Opinion » Columnists
Author`s name Timothy Bancroft-Hinchey

God Bless you, Ted Williams!

The Golden Voice, and what a unique baritone, had been a professional radio presenter. With life seemingly smiling at him and everything to look forward to, he fell on hard times. Very hard times - he became homeless, destitute, begging for morsels to eat. Addiction, crime, jail. As suddenly as the old year ended and the new year began, his life changed round.

42950.jpegThe story of Ted Williams is worthy of any newspaper anywhere on Earth at this time of celebrating joy (Epiphany) the day when Orthodox Christians rejoice with the birth of Jesus and celebrate love and good humour. It is a story of strength over weakness, it is a story of Good over Evil and it is a story of the value of human solidarity.

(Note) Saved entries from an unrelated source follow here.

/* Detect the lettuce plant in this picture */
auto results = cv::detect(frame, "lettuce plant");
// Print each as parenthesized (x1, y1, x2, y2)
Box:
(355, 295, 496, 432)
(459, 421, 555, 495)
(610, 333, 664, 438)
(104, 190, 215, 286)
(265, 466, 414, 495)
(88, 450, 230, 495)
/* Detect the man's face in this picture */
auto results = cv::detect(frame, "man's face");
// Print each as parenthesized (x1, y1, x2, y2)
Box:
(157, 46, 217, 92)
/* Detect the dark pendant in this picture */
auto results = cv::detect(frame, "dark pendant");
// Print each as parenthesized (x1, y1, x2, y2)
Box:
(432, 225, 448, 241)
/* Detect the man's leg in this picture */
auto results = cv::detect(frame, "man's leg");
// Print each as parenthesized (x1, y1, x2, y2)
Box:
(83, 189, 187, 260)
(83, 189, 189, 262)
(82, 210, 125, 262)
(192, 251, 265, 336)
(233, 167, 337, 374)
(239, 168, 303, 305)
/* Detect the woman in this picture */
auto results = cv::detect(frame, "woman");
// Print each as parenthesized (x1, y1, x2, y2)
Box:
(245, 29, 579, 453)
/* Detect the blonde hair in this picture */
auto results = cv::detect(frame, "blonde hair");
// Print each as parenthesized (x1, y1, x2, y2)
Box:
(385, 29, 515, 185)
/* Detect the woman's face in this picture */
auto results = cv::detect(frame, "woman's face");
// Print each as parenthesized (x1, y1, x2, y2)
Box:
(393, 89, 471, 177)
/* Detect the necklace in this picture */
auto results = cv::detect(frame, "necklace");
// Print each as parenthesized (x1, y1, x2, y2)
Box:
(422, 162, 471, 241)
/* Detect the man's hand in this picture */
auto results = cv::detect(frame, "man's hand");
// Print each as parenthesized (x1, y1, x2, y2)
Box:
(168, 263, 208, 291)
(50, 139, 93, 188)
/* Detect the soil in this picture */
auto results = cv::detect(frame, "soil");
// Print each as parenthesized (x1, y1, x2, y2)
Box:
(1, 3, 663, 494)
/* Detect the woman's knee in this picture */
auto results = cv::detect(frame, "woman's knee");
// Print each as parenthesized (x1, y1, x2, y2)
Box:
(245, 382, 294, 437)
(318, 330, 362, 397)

One month ago, Ted Williams was a dishevelled, dirty nobody practically dressed in rags, begging for money on the intersection of a highway in Ohio, where he would beg for some coins and give the donors a taste of his Golden Voice (he had a placard explaining he had been a radio presenter in the past).

So Golden his voice is that it awoke the attention of reporter Doral Chenoweth of the program Columbus Dispatch, who recorded Ted Williams, 53, and placed the recording on You Tube. It promptly made 8.5 million hits.

Until then, Williams had been living in a makeshift tent at the back of a disused gas station, the result of the wrong choices, the wrong crowd: crack cocaine and alcohol. Job- and homelessless were obviously not far down the road. Crime, prison and a loss of contact with his family ensued.

Now, contracts are raining in, and Williams is a celebrity. He is going to cover all the basketball games of the Cleveland Cavaliers on Fox 8 (he will be the main speaker, will receive a handsome salary and a home). Other offers have come in from MTV, ESPN and the National Football League. One of the first things he did was to clean himself up, cut his hair, get some new clothes and go to visit his elderly mother in New York.

Now his 6 children, 16 grandchildren and 1 great-grandchild are as proud of Ted Williams as he is determined to make this chance pay off: "The Devil took me to Hell and back again"... "remaining sober gives me mental clarity. I am not saying I will never have a drink again but right now that possibility is a long way off".

God Bless Ted Williams. May he have the tremendous strength he needs to take one day at a time, and just enjoy being sober, after all, what feels better than a clean and cleansed human body, without toxins?

What a tremendous story to illuminate this Orthodox Christmas Night. It is difficult to think of a more touching comment to illustrate this special day.